The ministry of corporate affairs, in consultation with the Institute of Chartered Accountants of India (ICAI), plans to increase the accountability of chartered accountants (CAs) by changing the way they perform their duties.
The move will come after the ministry receives ICAI’s report on the Satyam Computer Services scandal, which was expected last month.
“I do not think the report has come — it has not come to me yet. We have to take a view on the profession of CAs and the institute. But what view we take will depend on what their suggestions are, which would be in the report. The views we would have is if everything is working fine or not, and my view is that it is not working fine, so we will make some changes through some amendments in the Act,” minister of corporate affairs Salman Khursheed told.

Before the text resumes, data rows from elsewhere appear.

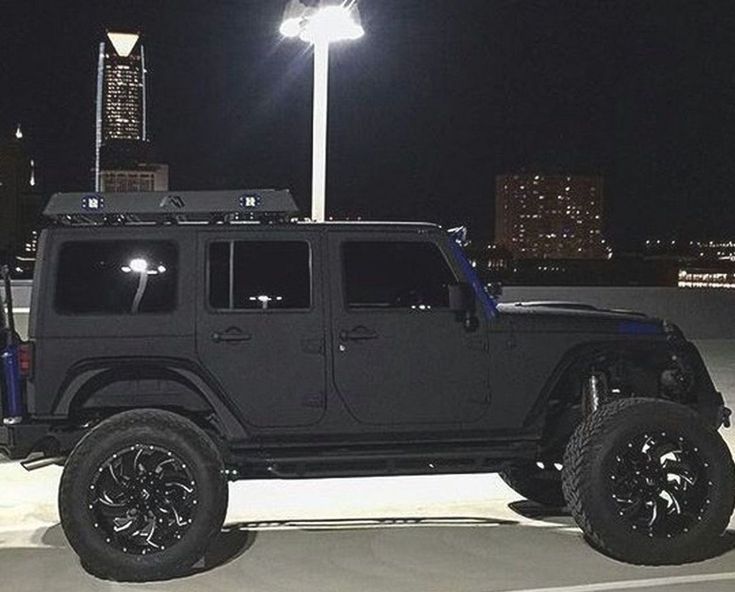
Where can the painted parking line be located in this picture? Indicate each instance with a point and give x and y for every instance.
(637, 584)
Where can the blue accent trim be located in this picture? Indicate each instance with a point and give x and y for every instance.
(14, 402)
(636, 328)
(488, 303)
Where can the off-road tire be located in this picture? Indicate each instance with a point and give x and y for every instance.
(540, 485)
(166, 431)
(587, 480)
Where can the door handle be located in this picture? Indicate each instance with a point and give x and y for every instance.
(231, 335)
(359, 333)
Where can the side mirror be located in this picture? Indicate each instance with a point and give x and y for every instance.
(461, 298)
(495, 289)
(462, 302)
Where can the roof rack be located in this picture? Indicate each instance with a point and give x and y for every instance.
(172, 207)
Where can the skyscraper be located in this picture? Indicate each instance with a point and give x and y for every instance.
(20, 197)
(540, 216)
(123, 150)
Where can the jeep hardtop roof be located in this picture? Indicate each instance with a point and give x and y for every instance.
(274, 206)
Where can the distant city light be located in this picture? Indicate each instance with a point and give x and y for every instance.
(706, 279)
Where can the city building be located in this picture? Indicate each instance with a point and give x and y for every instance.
(123, 153)
(20, 198)
(153, 177)
(541, 216)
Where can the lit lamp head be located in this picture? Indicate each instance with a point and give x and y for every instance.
(326, 21)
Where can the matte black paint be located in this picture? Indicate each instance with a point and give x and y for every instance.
(299, 395)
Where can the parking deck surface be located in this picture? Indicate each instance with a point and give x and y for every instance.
(423, 534)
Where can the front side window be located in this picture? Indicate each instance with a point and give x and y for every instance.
(117, 277)
(389, 275)
(259, 275)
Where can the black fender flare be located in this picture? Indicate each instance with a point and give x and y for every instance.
(708, 399)
(90, 376)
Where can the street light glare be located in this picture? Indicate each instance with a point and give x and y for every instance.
(332, 23)
(291, 27)
(322, 25)
(138, 265)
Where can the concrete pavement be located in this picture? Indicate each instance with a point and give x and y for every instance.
(439, 533)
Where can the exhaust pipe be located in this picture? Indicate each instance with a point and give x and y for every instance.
(39, 463)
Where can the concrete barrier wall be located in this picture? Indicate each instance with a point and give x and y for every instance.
(702, 314)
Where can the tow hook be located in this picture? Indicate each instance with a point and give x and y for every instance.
(725, 416)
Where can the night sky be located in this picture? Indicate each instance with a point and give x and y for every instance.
(438, 98)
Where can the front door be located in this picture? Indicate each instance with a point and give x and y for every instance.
(260, 328)
(401, 355)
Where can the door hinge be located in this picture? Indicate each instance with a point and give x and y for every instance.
(313, 346)
(313, 400)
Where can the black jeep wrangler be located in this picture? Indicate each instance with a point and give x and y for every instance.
(178, 341)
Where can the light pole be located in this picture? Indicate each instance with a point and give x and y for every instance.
(320, 25)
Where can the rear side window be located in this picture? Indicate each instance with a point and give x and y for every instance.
(389, 275)
(259, 275)
(116, 277)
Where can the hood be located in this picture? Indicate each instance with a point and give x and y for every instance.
(576, 316)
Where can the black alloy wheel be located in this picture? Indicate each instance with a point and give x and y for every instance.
(142, 496)
(649, 482)
(143, 499)
(660, 484)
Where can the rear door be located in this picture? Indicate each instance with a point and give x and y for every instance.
(260, 327)
(401, 355)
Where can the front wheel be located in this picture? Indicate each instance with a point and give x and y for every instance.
(142, 495)
(649, 482)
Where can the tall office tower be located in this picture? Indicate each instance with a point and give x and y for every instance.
(123, 150)
(541, 216)
(20, 198)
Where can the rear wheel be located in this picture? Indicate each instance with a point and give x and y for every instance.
(142, 495)
(649, 482)
(539, 482)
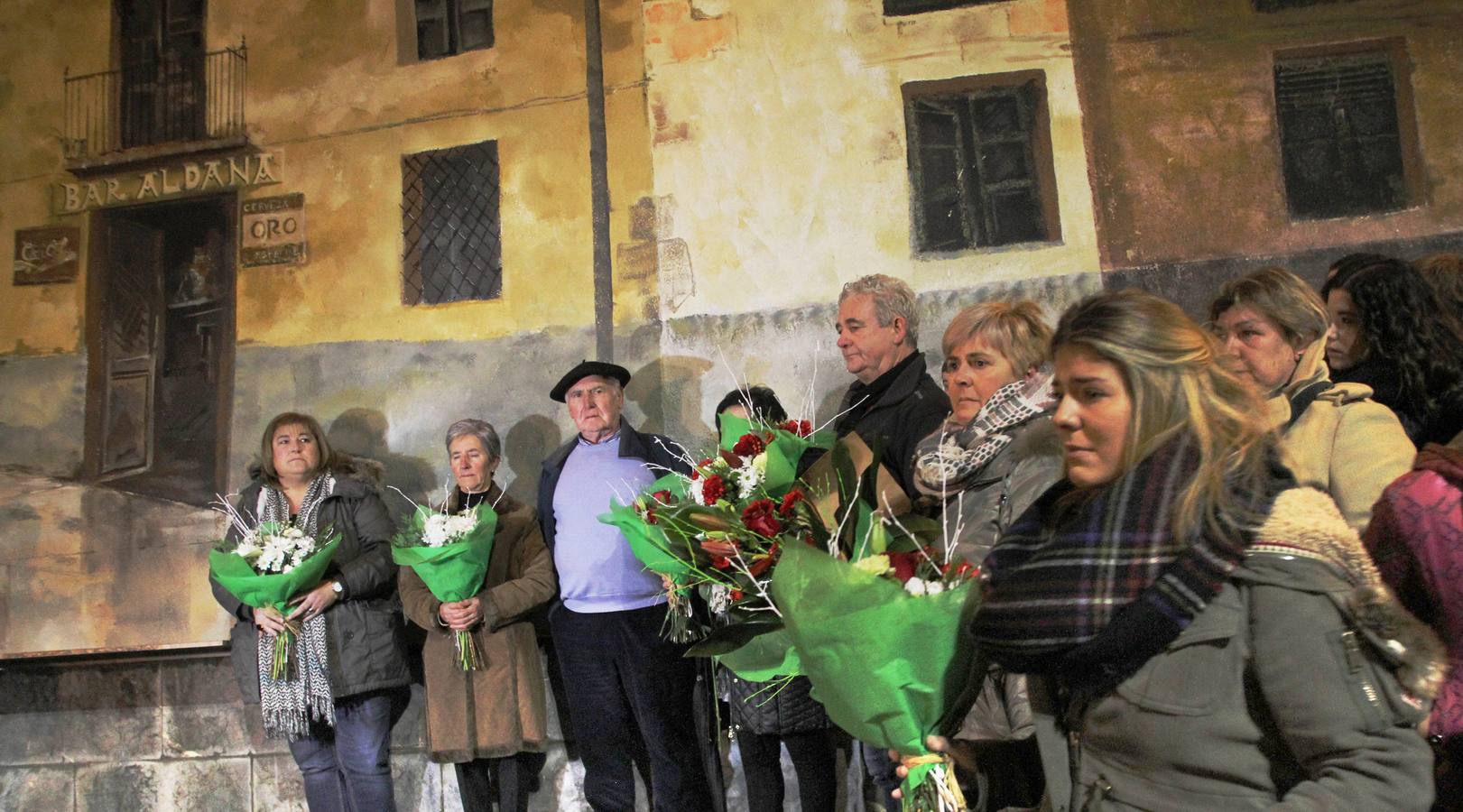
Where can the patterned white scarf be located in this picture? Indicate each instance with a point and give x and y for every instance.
(949, 464)
(289, 706)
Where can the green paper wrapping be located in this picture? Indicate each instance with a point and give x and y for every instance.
(275, 590)
(452, 571)
(782, 454)
(648, 541)
(883, 663)
(764, 657)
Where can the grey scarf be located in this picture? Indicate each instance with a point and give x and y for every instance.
(289, 706)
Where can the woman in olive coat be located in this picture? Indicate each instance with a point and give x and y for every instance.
(490, 722)
(351, 675)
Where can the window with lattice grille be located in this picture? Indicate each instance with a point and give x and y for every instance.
(449, 226)
(1340, 136)
(980, 164)
(895, 7)
(451, 27)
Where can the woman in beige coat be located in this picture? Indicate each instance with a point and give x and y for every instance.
(490, 722)
(1333, 435)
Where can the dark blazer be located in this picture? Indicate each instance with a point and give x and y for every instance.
(659, 451)
(906, 413)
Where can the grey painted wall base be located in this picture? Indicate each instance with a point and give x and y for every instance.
(1192, 284)
(42, 404)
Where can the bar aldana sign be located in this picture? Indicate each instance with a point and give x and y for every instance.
(46, 254)
(165, 183)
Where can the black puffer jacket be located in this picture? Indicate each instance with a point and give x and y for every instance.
(763, 707)
(366, 645)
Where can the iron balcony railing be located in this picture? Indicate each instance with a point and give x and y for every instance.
(176, 98)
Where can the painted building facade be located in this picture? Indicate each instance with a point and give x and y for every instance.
(1231, 135)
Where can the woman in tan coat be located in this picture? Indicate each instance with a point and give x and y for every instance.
(489, 722)
(1333, 437)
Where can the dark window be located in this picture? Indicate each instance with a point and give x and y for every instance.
(451, 27)
(1283, 5)
(977, 167)
(449, 226)
(893, 7)
(1339, 135)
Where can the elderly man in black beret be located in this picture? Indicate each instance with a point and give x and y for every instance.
(619, 675)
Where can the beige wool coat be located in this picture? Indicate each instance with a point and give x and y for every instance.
(1345, 444)
(497, 710)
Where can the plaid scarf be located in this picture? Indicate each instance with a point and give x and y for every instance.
(1088, 591)
(290, 704)
(949, 464)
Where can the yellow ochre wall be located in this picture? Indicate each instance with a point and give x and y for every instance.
(329, 94)
(780, 148)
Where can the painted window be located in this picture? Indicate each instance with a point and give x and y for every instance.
(1283, 5)
(980, 164)
(1340, 135)
(893, 7)
(451, 27)
(449, 226)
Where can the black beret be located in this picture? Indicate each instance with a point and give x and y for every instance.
(586, 369)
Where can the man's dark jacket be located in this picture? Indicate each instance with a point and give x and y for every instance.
(903, 414)
(656, 449)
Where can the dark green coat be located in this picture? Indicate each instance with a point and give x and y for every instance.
(366, 645)
(1281, 696)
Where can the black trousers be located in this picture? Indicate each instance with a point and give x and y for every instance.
(814, 760)
(624, 682)
(506, 780)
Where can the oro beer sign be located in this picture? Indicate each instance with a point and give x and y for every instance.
(273, 230)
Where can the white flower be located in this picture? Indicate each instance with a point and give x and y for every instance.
(435, 530)
(459, 525)
(718, 599)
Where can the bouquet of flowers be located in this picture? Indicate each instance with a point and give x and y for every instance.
(721, 527)
(881, 640)
(266, 565)
(449, 552)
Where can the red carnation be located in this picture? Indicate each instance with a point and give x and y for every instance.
(749, 445)
(799, 428)
(760, 517)
(792, 498)
(713, 489)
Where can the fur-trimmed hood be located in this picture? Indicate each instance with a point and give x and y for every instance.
(1304, 522)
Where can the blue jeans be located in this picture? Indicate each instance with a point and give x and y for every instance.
(347, 769)
(631, 698)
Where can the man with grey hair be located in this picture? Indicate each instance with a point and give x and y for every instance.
(893, 401)
(893, 398)
(629, 691)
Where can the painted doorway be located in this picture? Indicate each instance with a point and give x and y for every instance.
(162, 348)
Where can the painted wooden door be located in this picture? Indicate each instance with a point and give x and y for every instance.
(131, 343)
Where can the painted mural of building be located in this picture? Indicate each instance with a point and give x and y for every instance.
(1234, 134)
(397, 212)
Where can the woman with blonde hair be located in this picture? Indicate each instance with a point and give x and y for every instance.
(1197, 631)
(1333, 435)
(996, 451)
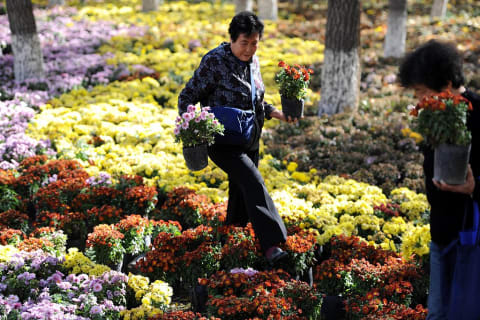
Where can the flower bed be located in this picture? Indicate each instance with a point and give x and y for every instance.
(125, 128)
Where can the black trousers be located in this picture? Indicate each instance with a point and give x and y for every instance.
(248, 198)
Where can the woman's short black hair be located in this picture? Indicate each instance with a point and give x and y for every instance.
(245, 22)
(433, 65)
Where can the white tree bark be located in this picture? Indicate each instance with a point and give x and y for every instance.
(340, 81)
(27, 52)
(150, 5)
(268, 10)
(243, 5)
(396, 29)
(341, 64)
(439, 8)
(53, 3)
(27, 57)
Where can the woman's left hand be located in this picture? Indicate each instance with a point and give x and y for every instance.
(279, 115)
(466, 188)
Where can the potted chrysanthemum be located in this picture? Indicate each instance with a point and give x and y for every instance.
(293, 83)
(442, 121)
(196, 129)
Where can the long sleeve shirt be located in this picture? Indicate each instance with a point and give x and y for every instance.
(224, 80)
(448, 208)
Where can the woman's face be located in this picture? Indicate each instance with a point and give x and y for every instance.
(245, 46)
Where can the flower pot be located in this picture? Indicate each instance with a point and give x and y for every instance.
(306, 276)
(451, 163)
(196, 157)
(333, 308)
(199, 297)
(292, 107)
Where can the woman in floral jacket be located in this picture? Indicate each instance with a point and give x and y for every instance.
(223, 79)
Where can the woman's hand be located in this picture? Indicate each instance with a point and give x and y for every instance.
(466, 188)
(279, 115)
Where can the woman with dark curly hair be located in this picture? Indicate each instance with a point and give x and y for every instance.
(224, 78)
(433, 67)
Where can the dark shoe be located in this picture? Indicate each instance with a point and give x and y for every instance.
(276, 254)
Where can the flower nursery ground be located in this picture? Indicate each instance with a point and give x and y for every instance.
(101, 219)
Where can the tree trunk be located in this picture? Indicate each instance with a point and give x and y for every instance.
(150, 5)
(268, 10)
(341, 65)
(52, 3)
(243, 5)
(397, 29)
(27, 52)
(439, 8)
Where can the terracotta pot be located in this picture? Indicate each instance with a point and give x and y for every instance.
(196, 157)
(451, 163)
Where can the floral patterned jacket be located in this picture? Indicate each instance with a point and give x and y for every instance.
(223, 80)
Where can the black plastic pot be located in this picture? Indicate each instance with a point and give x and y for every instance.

The ICAI is a statutory body established by an Act of Parliament — the Chartered Accountants Act, 1949 — for regulating the profession in the country.
Satyam, once India’s fourth-largest IT firm, was taken over by the government after founder B Ramalinga Raju admitted to fudging accounts in India’s largest corporate scandal to date.
Satyam was later sold through an auction to Tech Mahindra.
Analysts and critics have raised questions about the involvement of Satyam’s auditors — including PricewaterhouseCoopers — in the scandal, and ICAI is investigating their role.
ICAI has already questioned the two former Price Waterhouse auditors, S Gopalakrishnan and Talluri Srinivas, who have been arrested for their alleged involvement in the Satyam fraud.
They were questioned on their involvement, but the report from the ICAI has still not been submitted to the ministry. The auditors were sacked by the auditing firm Price Waterhouse.
Uttam Prakash Agarwal, president of ICAI, refused to provide any timeline on when he would submit the report to the ministry. ICAI has already suggested to the corporate affairs ministry to grant them more powers in auditing to prevent any more financial frauds. The apex body has also suggested rotation of partners every five years and powers to restate accounts.
It is also creating a serious fraud detection cell to better handle ‘Satyam-like’ cases, which would help agencies such as the Securities and Exchange Board and the Reserve Bank of India. The detection cell would be set up along the lines of corporate affairs ministry’s Serious Fraud Investigation Office to “fast track” cases.